Adobe (ADB), Apple (AAPL), Google (GOOG) and Intel (INTC) reportedly have agreed to up their settlement offer to $415 million from the prior $324.5 million to conclude a high-profile, class action antitrust suit in which the IT heavyweights allegedly conspired not to hire each other’s top engineering talent.
The two sides earlier agreed to settle the case for the lower amount but U.S. District Court Judge Lucy Koh rejected the proposed deal, ruling the amount was too low.

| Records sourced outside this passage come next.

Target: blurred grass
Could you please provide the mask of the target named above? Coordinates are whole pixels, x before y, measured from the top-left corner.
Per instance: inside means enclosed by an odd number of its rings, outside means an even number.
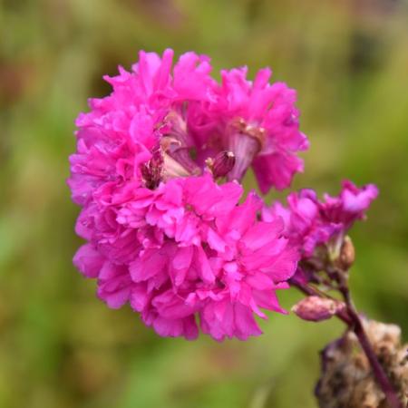
[[[139,49],[209,53],[215,71],[270,65],[298,90],[311,149],[294,187],[379,185],[369,221],[353,231],[352,286],[369,316],[408,333],[406,1],[0,5],[1,408],[316,406],[317,351],[339,323],[273,316],[247,343],[162,339],[97,301],[72,266],[73,120],[109,92],[102,75]],[[298,296],[281,297],[289,307]]]

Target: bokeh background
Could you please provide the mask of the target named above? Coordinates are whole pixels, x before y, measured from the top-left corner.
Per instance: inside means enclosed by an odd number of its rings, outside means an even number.
[[[140,49],[269,65],[311,149],[294,188],[381,189],[353,231],[359,308],[408,334],[408,5],[398,0],[0,1],[0,407],[315,407],[340,323],[272,316],[246,343],[163,339],[108,309],[72,257],[73,121]],[[251,187],[249,177],[248,186]],[[269,199],[276,197],[271,194]],[[289,308],[299,296],[281,296]]]

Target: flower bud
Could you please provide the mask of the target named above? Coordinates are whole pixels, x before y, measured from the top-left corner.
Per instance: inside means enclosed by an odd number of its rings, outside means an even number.
[[[235,165],[235,154],[232,151],[220,151],[214,159],[208,159],[207,165],[214,179],[227,176]]]
[[[320,322],[329,319],[345,308],[345,305],[339,300],[312,296],[296,303],[292,307],[292,312],[303,320]]]
[[[343,270],[348,270],[354,264],[355,258],[355,246],[350,237],[346,236],[343,241],[338,259],[339,267]]]

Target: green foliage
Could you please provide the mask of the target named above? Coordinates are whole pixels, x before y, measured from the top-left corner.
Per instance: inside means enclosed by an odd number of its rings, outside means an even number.
[[[317,352],[340,323],[273,316],[247,343],[162,339],[72,266],[73,121],[141,48],[209,53],[216,70],[270,65],[298,90],[311,150],[294,187],[379,185],[353,231],[352,287],[407,333],[407,16],[403,0],[0,2],[0,407],[316,406]]]

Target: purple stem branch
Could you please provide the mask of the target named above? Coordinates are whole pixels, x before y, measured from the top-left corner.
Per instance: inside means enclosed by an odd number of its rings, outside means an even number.
[[[368,336],[364,328],[363,322],[361,321],[361,318],[354,306],[348,287],[343,286],[340,290],[345,297],[345,301],[347,306],[348,316],[353,322],[352,325],[349,325],[349,327],[355,332],[355,335],[357,336],[361,347],[363,348],[363,351],[364,352],[365,355],[368,358],[368,361],[370,362],[371,367],[373,369],[373,374],[378,384],[381,386],[381,389],[383,390],[383,393],[384,393],[385,398],[390,404],[390,407],[403,408],[401,401],[397,397],[393,384],[390,382],[390,379],[385,374],[383,366],[378,361],[377,356],[375,355],[374,351],[373,350],[370,340],[368,339]]]
[[[319,290],[307,284],[303,284],[298,281],[292,280],[291,285],[297,287],[297,289],[299,289],[305,295],[322,296],[322,293]],[[337,317],[343,320],[347,325],[349,329],[353,330],[357,336],[361,347],[367,356],[368,361],[370,362],[371,367],[373,369],[373,374],[378,384],[381,386],[381,389],[385,395],[390,408],[403,408],[403,404],[397,397],[393,384],[391,384],[388,376],[384,371],[383,366],[380,364],[375,353],[373,350],[373,347],[364,331],[363,323],[354,306],[346,282],[343,282],[343,285],[340,287],[340,291],[345,298],[347,310],[345,313],[337,314]]]

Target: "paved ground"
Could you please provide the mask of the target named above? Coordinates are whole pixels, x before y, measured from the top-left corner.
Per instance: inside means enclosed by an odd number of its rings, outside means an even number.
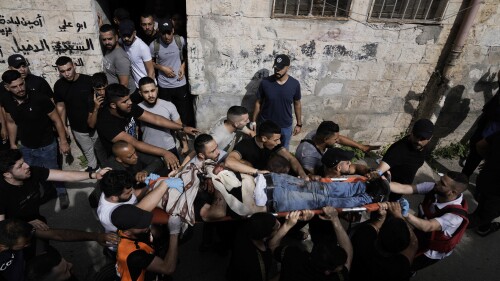
[[[73,149],[73,151],[76,151]],[[75,158],[78,155],[75,155]],[[80,169],[78,160],[71,169]],[[448,169],[460,170],[456,160],[440,160],[437,171],[425,165],[419,170],[417,182],[437,179],[436,172],[445,172]],[[475,178],[472,178],[474,181]],[[90,208],[87,200],[88,194],[93,190],[91,181],[68,184],[71,205],[67,210],[60,210],[53,200],[42,207],[42,213],[48,218],[49,225],[53,228],[75,228],[92,231],[101,231],[95,212]],[[472,185],[473,189],[474,185]],[[420,198],[410,196],[413,209]],[[471,211],[475,209],[476,202],[470,192],[466,193],[470,202]],[[183,281],[210,281],[224,280],[224,272],[228,264],[228,256],[198,251],[201,241],[201,225],[194,228],[194,237],[180,247],[179,265],[174,280]],[[423,280],[474,280],[497,281],[500,276],[499,252],[500,232],[482,238],[472,230],[464,235],[461,244],[451,257],[418,272],[412,279]],[[74,264],[75,274],[80,280],[94,280],[94,274],[106,261],[102,255],[102,248],[94,242],[78,243],[53,243],[63,256]]]

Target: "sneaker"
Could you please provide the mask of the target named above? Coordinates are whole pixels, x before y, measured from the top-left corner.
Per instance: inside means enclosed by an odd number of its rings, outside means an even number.
[[[69,197],[68,193],[61,193],[57,195],[59,197],[59,206],[61,207],[61,210],[65,210],[69,207]]]
[[[486,228],[480,226],[476,229],[476,233],[481,237],[486,237],[500,229],[500,222],[492,222]]]

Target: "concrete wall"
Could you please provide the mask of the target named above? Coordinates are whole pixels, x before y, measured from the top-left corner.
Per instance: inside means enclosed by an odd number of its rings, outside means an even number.
[[[474,83],[492,64],[490,73],[498,69],[496,1],[485,1],[465,50],[458,81],[471,95],[480,96]],[[399,25],[367,23],[369,0],[353,1],[348,21],[273,19],[272,2],[187,0],[189,73],[199,95],[200,127],[230,105],[253,109],[259,80],[272,71],[273,57],[285,53],[292,58],[290,74],[302,84],[303,132],[334,120],[358,141],[391,142],[409,126],[462,5],[450,0],[441,25]],[[477,116],[482,104],[475,98],[470,113]]]
[[[58,79],[55,61],[71,57],[78,71],[101,71],[96,6],[93,0],[0,1],[0,72],[7,58],[23,54],[33,74],[50,85]]]

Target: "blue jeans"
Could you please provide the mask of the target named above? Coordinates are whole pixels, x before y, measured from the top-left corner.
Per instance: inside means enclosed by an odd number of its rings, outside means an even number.
[[[314,210],[326,206],[360,207],[372,202],[363,182],[307,182],[286,174],[271,174],[273,207],[277,212]]]
[[[59,169],[57,165],[57,143],[55,140],[51,144],[39,148],[29,148],[21,144],[19,150],[21,150],[23,154],[24,162],[28,163],[30,166]],[[64,183],[53,182],[53,184],[57,194],[66,193]],[[44,184],[44,188],[47,190],[48,186]]]
[[[281,128],[281,145],[288,150],[290,140],[292,139],[293,125],[287,128]]]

While no official statement of the settlement terms has surfaced, the NY Times reported the figure at $415 million. The deal is said to have gained the approval of the plaintiff’s attorneys, and barring the judge again rejecting the settlement amount, the four defendants will have successfully headed off a potentially embarrassing lawsuit along with with the accompanying muddy publicity.

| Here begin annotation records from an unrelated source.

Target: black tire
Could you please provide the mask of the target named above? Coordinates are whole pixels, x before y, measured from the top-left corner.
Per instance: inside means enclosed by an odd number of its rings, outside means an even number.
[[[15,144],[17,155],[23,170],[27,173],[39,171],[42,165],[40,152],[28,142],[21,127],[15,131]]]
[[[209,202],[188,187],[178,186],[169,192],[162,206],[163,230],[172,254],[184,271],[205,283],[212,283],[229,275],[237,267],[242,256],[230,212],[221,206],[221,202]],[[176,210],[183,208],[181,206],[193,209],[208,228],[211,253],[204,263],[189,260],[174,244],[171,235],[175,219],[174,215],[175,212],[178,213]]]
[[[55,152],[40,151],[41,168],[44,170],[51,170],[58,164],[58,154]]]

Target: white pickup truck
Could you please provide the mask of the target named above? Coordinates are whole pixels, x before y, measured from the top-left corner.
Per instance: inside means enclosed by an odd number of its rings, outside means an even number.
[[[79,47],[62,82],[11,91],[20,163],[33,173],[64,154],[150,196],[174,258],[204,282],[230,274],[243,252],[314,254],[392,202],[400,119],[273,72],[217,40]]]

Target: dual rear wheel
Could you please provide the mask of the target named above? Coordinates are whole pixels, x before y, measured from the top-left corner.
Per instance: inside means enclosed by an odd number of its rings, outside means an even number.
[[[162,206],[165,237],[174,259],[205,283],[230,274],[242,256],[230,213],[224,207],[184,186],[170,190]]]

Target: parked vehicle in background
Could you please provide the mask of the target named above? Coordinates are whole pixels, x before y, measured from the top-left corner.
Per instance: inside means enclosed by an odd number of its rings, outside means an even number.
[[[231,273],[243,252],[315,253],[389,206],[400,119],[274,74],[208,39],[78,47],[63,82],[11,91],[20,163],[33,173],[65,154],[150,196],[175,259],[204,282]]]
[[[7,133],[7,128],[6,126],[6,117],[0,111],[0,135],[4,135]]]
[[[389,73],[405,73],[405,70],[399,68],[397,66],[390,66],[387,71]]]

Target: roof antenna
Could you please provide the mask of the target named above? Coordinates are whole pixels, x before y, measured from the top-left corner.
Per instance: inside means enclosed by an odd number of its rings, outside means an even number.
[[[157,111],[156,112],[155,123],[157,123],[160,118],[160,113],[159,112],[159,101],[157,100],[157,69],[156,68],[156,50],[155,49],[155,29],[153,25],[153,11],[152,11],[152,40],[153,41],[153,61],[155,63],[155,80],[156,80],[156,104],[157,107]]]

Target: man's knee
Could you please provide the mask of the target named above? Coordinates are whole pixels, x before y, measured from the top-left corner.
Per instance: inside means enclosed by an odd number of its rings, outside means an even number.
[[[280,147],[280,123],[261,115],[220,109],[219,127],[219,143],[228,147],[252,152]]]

"I can only confirm there is a new settlement but cannot provide other details at this time," Daniel C. Girard, a lawyer for the workers, wrote in a January 14 email to IDG News.
An Intel spokesman also confirmed in an email that a settlement had been reached. Papers are expected to be filed with the court on January 15. The proposed settlement still requires the court’s approval to stand.

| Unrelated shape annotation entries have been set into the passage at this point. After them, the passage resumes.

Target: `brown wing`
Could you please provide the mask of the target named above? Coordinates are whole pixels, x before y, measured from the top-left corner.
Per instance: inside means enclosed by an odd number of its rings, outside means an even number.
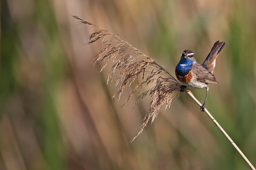
[[[215,67],[215,62],[219,53],[220,52],[225,46],[226,42],[217,41],[214,43],[209,54],[206,57],[205,60],[202,64],[202,65],[212,73],[213,72]]]
[[[202,83],[209,84],[219,84],[215,76],[201,64],[196,63],[193,64],[191,70],[196,75],[196,80]]]

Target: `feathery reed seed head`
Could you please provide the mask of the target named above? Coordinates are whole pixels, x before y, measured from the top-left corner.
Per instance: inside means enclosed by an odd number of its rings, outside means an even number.
[[[186,86],[180,83],[165,69],[158,64],[150,57],[144,54],[117,35],[99,26],[73,16],[80,20],[81,24],[93,25],[99,30],[90,35],[87,44],[100,40],[105,46],[94,58],[95,63],[104,62],[100,70],[104,69],[109,61],[114,61],[108,78],[107,82],[111,83],[117,70],[119,71],[114,78],[114,84],[117,87],[114,96],[119,101],[121,96],[131,84],[137,82],[137,85],[129,95],[123,106],[137,91],[140,94],[137,101],[148,95],[151,100],[148,111],[143,120],[140,130],[132,141],[141,133],[150,119],[151,123],[156,117],[164,104],[166,108],[170,107],[172,100],[180,92],[188,92]],[[142,90],[149,84],[154,84],[153,87],[142,92]]]

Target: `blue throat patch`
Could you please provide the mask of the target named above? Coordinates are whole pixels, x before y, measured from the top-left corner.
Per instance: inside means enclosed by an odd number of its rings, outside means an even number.
[[[188,74],[191,70],[191,66],[193,63],[194,61],[192,59],[182,57],[175,69],[177,74],[182,77]]]

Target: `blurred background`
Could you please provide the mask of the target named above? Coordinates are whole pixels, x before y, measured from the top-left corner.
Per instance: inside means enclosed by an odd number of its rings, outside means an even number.
[[[185,93],[132,143],[149,100],[120,107],[109,70],[84,45],[93,27],[124,37],[174,74],[182,52],[202,63],[226,41],[206,107],[256,166],[256,1],[1,0],[0,169],[249,169]],[[111,65],[110,63],[110,65]],[[205,89],[192,90],[203,102]]]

Had last summer’s initial settlement figure stood, the 64,000 class members in the lawsuit each would have received but a few thousand dollars. In dismissing the proposed deal, Judge Koh figured the plaintiffs each would receive less than workers in a prior $20 million settlement between Intuit, LucasFilm and Pixar in the same case last year. She concluded that, if anything, the plaintiffs case had grown stronger in the ensuing time between the two settlement agreements.
"The court concludes that the remaining defendants should, at a minimum, pay their fair share as compared to the settled defendants, who resolved their case with plaintiffs at a stage of the litigation where defendants had much more leverage," Koh wrote in court documents.
Much of the blame for the hiring conspiracy landed on the late Apple co-founder Steve Jobs but former Google chief and current executive chairman Eric Schmidt and Intuit chairman Bill Campbell came in for their share of culpability.
"There is substantial and compelling evidence that Steve Jobs ... was a, if not the, central figure in the alleged conspiracy," Koh said.